Actualisé 08.07.2020 à 21:55

Donald Trump loue la «force» des liens avec le Mexique

Etats-Unis

Le président mexicain Andres Manuel Lopez Obrador a rencontré à la Maison Blanche son homologue américain, pour la première rencontre entre les deux dirigeants à trois mois des élections aux Etats-Unis.

À quatre mois de la présidentielle américaine, Donald Trump et son homologue mexicain Andres Manuel Lopez Obrador ont rivalisé d’amabilité mercredi, faisant mine d’ignorer les vives tensions entre les deux pays depuis l’arrivée au pouvoir du milliardaire républicain.

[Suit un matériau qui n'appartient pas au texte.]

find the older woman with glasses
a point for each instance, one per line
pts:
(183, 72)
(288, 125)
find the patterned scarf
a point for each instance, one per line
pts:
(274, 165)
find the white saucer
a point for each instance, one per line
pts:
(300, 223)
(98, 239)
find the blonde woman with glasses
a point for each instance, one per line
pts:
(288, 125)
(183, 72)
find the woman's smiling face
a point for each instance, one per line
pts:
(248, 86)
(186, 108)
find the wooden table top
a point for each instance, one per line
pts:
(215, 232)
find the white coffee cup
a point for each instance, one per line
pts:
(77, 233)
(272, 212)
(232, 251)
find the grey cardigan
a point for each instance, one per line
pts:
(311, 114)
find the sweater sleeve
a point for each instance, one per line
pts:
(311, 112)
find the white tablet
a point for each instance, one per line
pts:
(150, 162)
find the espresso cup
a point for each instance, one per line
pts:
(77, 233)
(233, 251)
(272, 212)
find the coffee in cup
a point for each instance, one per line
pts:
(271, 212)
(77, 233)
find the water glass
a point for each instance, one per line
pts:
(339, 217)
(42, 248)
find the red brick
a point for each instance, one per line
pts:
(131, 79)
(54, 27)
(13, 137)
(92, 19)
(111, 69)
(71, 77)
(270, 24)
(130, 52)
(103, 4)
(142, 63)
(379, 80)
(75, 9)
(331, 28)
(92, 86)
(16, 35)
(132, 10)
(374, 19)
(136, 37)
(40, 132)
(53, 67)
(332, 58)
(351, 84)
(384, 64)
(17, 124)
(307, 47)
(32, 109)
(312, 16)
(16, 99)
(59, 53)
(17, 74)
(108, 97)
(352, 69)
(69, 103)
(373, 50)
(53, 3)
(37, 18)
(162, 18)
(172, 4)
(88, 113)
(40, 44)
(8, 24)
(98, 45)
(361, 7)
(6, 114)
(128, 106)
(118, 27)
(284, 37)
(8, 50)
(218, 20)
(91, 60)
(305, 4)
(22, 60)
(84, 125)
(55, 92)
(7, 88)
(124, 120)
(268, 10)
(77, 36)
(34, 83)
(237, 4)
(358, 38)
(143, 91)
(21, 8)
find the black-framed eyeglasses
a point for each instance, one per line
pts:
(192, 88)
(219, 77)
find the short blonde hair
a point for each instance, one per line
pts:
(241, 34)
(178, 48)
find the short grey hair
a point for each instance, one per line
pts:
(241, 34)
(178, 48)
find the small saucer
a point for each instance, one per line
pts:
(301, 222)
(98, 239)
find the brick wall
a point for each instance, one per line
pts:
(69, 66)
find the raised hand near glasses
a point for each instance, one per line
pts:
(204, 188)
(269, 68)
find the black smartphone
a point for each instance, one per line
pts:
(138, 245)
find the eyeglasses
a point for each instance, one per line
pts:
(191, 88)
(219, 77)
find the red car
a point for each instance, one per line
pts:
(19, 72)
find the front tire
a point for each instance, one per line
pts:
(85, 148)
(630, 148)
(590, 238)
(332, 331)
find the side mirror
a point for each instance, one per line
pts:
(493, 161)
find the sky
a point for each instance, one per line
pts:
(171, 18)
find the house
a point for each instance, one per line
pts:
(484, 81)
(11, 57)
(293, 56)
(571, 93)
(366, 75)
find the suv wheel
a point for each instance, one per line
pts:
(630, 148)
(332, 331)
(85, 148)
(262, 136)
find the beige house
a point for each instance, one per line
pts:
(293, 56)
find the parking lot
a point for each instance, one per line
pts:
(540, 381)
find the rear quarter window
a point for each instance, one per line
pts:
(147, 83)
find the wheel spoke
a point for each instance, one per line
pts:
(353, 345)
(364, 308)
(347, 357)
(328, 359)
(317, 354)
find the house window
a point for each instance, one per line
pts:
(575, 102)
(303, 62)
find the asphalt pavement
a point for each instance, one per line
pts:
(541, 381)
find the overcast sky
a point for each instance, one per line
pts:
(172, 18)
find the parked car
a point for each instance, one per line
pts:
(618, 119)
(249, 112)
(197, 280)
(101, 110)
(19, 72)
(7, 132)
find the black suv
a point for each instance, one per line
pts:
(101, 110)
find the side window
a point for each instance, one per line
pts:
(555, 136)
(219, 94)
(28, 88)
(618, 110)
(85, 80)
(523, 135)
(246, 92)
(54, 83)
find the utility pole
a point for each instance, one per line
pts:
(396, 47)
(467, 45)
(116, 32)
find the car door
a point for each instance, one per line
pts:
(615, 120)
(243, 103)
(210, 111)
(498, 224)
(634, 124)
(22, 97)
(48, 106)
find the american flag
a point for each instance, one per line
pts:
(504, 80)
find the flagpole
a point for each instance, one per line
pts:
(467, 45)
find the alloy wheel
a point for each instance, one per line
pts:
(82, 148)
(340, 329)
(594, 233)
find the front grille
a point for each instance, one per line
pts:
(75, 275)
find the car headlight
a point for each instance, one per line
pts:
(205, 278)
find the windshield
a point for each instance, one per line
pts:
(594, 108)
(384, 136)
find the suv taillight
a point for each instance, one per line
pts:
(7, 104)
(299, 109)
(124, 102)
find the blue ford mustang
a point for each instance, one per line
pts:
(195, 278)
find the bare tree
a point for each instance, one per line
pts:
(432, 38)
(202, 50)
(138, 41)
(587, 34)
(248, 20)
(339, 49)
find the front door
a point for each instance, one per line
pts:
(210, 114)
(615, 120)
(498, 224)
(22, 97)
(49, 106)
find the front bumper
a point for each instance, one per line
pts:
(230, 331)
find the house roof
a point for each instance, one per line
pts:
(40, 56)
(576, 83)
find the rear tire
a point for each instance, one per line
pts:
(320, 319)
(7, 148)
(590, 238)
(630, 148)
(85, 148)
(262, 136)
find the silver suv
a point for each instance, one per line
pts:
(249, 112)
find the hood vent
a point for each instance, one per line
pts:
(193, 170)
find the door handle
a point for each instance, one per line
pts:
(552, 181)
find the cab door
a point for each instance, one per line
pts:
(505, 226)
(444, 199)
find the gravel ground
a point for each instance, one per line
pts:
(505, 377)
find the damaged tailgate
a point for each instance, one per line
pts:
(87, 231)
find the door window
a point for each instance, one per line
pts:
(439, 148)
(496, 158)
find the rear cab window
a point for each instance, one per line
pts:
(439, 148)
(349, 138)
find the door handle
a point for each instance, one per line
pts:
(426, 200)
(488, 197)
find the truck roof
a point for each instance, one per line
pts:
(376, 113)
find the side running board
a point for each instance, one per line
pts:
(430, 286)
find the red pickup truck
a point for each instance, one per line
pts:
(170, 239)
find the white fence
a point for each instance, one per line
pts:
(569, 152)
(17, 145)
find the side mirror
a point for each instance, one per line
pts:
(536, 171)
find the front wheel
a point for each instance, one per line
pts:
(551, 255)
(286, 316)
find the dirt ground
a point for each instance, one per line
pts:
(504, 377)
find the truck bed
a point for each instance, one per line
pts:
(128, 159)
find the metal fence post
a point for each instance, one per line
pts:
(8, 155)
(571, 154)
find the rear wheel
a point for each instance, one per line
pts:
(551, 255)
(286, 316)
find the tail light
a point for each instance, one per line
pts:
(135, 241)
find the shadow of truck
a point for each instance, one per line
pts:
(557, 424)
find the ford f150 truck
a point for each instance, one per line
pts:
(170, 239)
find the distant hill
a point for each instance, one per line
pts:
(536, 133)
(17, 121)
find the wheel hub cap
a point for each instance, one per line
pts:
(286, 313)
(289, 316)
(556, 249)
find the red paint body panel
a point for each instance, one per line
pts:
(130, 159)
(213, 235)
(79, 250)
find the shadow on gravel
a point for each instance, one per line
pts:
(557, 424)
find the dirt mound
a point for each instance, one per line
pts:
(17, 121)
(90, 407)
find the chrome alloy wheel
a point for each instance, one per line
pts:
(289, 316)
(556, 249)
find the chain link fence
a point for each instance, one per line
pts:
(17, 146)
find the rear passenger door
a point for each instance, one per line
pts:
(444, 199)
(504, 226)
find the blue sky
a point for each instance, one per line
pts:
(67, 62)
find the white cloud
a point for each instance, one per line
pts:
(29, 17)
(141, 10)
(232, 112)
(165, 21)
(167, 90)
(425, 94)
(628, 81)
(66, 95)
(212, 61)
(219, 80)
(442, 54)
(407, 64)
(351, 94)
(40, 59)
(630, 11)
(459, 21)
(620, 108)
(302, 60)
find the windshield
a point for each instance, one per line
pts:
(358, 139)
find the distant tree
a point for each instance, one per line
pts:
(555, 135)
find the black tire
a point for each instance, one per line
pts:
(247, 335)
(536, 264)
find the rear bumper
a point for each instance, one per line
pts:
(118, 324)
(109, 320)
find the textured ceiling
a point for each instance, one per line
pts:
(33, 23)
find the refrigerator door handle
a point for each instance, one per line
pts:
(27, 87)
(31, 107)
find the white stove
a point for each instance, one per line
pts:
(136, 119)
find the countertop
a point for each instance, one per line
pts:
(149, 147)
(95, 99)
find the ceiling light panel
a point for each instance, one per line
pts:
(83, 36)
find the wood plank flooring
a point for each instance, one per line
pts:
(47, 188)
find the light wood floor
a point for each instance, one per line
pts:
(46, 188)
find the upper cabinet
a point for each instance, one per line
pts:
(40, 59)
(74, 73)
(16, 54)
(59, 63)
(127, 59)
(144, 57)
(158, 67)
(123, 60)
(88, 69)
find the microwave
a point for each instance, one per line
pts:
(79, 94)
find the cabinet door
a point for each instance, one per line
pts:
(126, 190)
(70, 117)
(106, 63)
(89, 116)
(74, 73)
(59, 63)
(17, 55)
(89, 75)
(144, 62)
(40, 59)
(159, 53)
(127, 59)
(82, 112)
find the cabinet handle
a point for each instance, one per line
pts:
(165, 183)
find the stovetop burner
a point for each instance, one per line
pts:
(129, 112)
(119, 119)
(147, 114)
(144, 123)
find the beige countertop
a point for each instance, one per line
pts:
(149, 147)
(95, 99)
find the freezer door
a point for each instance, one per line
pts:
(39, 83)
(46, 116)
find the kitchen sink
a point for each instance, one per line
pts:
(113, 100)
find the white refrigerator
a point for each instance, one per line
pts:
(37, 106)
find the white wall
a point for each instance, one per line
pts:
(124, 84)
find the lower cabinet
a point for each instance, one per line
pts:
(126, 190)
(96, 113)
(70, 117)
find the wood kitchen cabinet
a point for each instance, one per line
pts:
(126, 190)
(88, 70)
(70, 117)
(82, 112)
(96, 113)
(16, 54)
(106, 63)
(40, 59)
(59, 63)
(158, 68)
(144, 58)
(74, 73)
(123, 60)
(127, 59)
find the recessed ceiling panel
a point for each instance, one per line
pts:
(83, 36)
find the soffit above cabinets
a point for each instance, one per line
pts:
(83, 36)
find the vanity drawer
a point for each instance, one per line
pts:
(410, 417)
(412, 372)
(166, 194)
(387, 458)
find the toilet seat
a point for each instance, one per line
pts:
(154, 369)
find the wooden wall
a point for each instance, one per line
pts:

Pour leur premier tête-à-tête à la Maison-Blanche, les deux dirigeants n’ont annoncé aucune initiative nouvelle, s’en tenant à la célébration du nouveau traité de libre-échange nord-américain, en dépit de l’absence remarquée du Le Premier ministre canadien Justin Trudeau.

«Notre coopération est fondée sur la confiance mutuelle et le respect mutuel», a lancé Donald Trump, qui durant sa campagne de 2016 avait lancé une violente charge contre des «violeurs» venus du Mexique et promis de faire payer à son voisin du Sud un mur frontalier pour lutter contre l’immigration clandestine. «Je suis ici pour dire aux Américains que leur président nous a traités avec gentillesse et respect», a affirmé en écho celui qui est surnommé «AMLO».

Critiques

Lors d’une déclaration sous un soleil de plomb dans les jardins de la Maison-Blanche, Donald Trump s’est employé à mettre en lumière ses points communs avec son visiteur du jour. «Chacun d’entre nous a été élu sur la promesse de combattre la corruption, rendre le pouvoir au peuple et privilégier les intérêts de son pays», a-t-il affirmé. «Je le fais et vous le faites».

L’objectif et le calendrier de cette visite – la première à l’étranger d’AMLO depuis son arrivée au pouvoir il y 18 mois – ont suscité des interrogations et de vives critiques des deux côtés de la frontière. Une dizaine d’élus hispaniques du Congrès ont réclamé – en vain – son annulation, jugeant que l’entrée en vigueur du nouveau traité, qui remplace et modernise l’Aléna de 1994, n’était qu’un prétexte. Pour eux, le véritable objectif du président était de «détourner l’attention de la crise du coronavirus» et de dissimuler «son échec à répondre de manière adéquate à la pandémie».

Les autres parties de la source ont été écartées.